On the women’s side, the Serena Williams-Angelique Kerber rivalry was the one that entertained fans throughout the year. Kerber – someone who sought Steffi Graf’s advice to improve her game – kept Serena at bay from matching the German’s Grand Slam record in Melbourne but couldn’t prevent it once again at the Wimbledon.
On both sides of the tour, there were two Grand Slam finals involving these players (Murray vs Djokovic and Serena vs Kerber), one surprise finalist (Milos Raonic and Karolina Pliskova) and one familiar name bagging a Slam (Garbine Muguruza and Stan Wawrinka).
It wasn’t the year for the usual suspects – Roger Federer and Rafael Nadal as both struggled with injuries. Despite attempts at returning and getting back into the thick of things, neither of the two maestros were able to make much of a mark on the 2016 season. This allowed it to be the year of Murray, Djokovic and the rest.
One could argue who had the better year between Djokovic and Murray but the numbers would solve the debate: Murray won more matches (78 vs 65), more titles (9 vs 7) and more money. Add to that, Murray added yet another Olympic gold medal to his kitty to repeat his feat from London on the make shift hard courts of Rio de Janeiro.
In the pre-grass court period, Djokovic won both the Grand Slams in Melbourne and Paris with Murray at the losing end. He also added Masters series titles in Indian Wells, Miami, Madrid before things turned around for Murray. By winning the French Open, Djokovic also completed a career Grand Slam.
Thereafter, the year belonged to Murray as he swept players aside to go on rampaging runs. It started with Queen’s Club and added Wimbledon, Rio Olympic gold along the way before being stopped in the final of Cincinnati Masters.
At the US Open, Wawrinka came out trumps as Djokovic finished second best with Murray stopped by Kei Nishikori and a controversial gong.
Murray revamped his surging run in October to start by winning the China Open, Shanghai Masters, Vienna ATP 500 event, Paris Masters and rather fittingly, ending the year with the ATP World Tour finals in London by beating none other than Djokovic in the final. Even more fittingly, the final match decided which way the No. 1 ranking would go and as it panned out in a rather straightforward two-setter, the Scot would go on to end the year at the pinnacle of the rankings.

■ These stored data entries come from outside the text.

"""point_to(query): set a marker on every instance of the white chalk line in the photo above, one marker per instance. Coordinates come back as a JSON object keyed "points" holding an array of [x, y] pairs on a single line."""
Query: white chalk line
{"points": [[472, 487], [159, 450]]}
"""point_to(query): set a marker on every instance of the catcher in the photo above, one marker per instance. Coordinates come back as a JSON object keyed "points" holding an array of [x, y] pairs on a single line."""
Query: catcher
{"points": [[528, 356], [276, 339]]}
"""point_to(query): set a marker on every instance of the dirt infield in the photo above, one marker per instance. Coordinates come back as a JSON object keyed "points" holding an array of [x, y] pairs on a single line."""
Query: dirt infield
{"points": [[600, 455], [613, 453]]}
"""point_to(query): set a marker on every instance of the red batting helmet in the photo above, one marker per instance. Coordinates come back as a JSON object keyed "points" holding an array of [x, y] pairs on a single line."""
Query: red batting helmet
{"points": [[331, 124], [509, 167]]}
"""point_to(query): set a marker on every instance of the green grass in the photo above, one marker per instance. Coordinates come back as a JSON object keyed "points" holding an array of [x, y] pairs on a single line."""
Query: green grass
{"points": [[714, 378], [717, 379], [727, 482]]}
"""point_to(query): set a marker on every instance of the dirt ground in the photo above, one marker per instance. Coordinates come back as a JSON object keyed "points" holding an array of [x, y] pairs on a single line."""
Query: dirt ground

However, the season drew to a close in a dramatic Davis Cup final which saw Argentina – helped by Juan Martin Del Potro – come from behind to beat Croatia 3-2.
On the women’s tour too, there was an exchange in rankings with the perennial holder – Serena – upstaged by Kerber. The German, thanks to her grit, consistency and an incredible counter attacking style of play finished the year with not just the World No. 1 tag but also most tournament finals (8), most prize money ($9.8 million) and second most titles won (3 – right behind Dominika Cibulkova).
Serena entered 2016 with an objective of matching Graf’s Grand Slam record (22 titles) and possibly moving beyond and progressing towards the record 24 titles by Margaret Court. But as 2016 draws to a close, Serena finishes by matching Graf’s record and has more to achieve in 2017.
But 2016 was a year of firsts on the women’s side of things. Kerber won her first Grand Slam in Melbourne to became the first German since Graf (in 1999) to do so. Muguruza would win her first Grand Slam too on the Parisian clay to become the first Spaniard since Arantxa Sanchez Vicario (in 1998) to do so.
Pliskova would become the first Czech player since Jana Novotona (in 1998) to make the semis or beyond at the US Open. However, despite doing a double-act over the Williams sister, she wouldn’t be a surprise victor at the Flushing Meadows like Flavia Pennetta in 2015.
Rio Olympics would produce a surprise gold medallist in Monica Puig who would surprise Kerber in the final and win Puerto Rico its first gold medal at the Summer Games.
The season would culminate in a fifth Fed Cup title for the Czechs in six years but no way was it easy with the final in Strasbourg, France going the distance. In the end, though, Czechs would have the last laugh for a tenth Fed Cup title with a 3-2 victory.